It seems the more and more I get connected to social media and networking, the more disconnected I would rather be to it. I just want to separate my world with God from the world I live in. The world I live in is full of perversion, lasciviousness, and pure selfishness. The world I cohabitate in cares more about tricks into looking slim, young and ending up in someone’s bed than character development. Or the latest trend. And here is how we end up with selfies. It’s a way of saying look at me without actually saying it. Because that would be prideful. Gasp! Selfies are the new self esteem in my world. It is sad. That the way we project ourselves is through a picture. And the more likes and comments we get, the more we feel good about ourselves?? And then we worship ourselves and thrive on the next comment from someone we may or may not know. I am guilty of this. I am guilty of falling into this trap.

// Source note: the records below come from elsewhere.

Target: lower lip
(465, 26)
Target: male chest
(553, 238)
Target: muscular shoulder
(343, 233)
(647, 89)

Not only selfies, but the entangled web of social media. Facebook. Instagram. Snapchat. MySpace. Twitter. Pinterest ( double guilty)We are obsessed with finding someone or something to fill that void that only God can fill.
My world vs. My world with God. My world with God is full of peace and tranquility. It is full of joy and love. When I get alone with Him, I imagine myself laying in the fields full of flowers and trees as far as the eye can see. It involves no cameras. No waist cinches. No mirrors. The only way I see myself is through His eyes. Not someone else’s. There is no likes to click on. There is even no technology. Just me, my voice and His. I don’t have to always worry about how I look. I don’t have to worry about anything.
Recently, I took about 4 days off of Facebook and Twitter. I tried to stay off Pinterest. But that didn’t happen. (It’s like a shopping addiction except I never buy anything) Anyways, I felt free. I didn’t feel like I needed approval from anyone. Let’s admit it. We’ve all “liked” someone’s picture, quote, or Buzzfeed link in hopes they would like us back or be our friend. Or write a comment, thinking the favor would be returned. I’ll admit I’ve done it. But it doesn’t always happen that way. And it saddens me when I think of how I let someone else’s opinion instead of God control me. I will no longer do this. And unless there is a an actual transformation, no one needs to see.
I don’t want to make myself an object of someone’s worship. I want God to be the center of where all worship should be. That is why my ultimate passion is to lead others to that same God centered worship. He should be the center of the world, not ourselves. Whatever you objectify, you glorify. So next time any one of us take a “selfie”, ‘re-examine why. Are you doing this to seek attention from others? Self approval? You may find it temporarily. But the only one you should be seeking approval from is God. If you don’t know Him personally, get to know Him. When you find Him and live for Him, you will end up “mirroring” what He sees. Not what others see.
I have said this to myself recently and now I’m saying it to you. Not to lecture. But to learn what I am learning.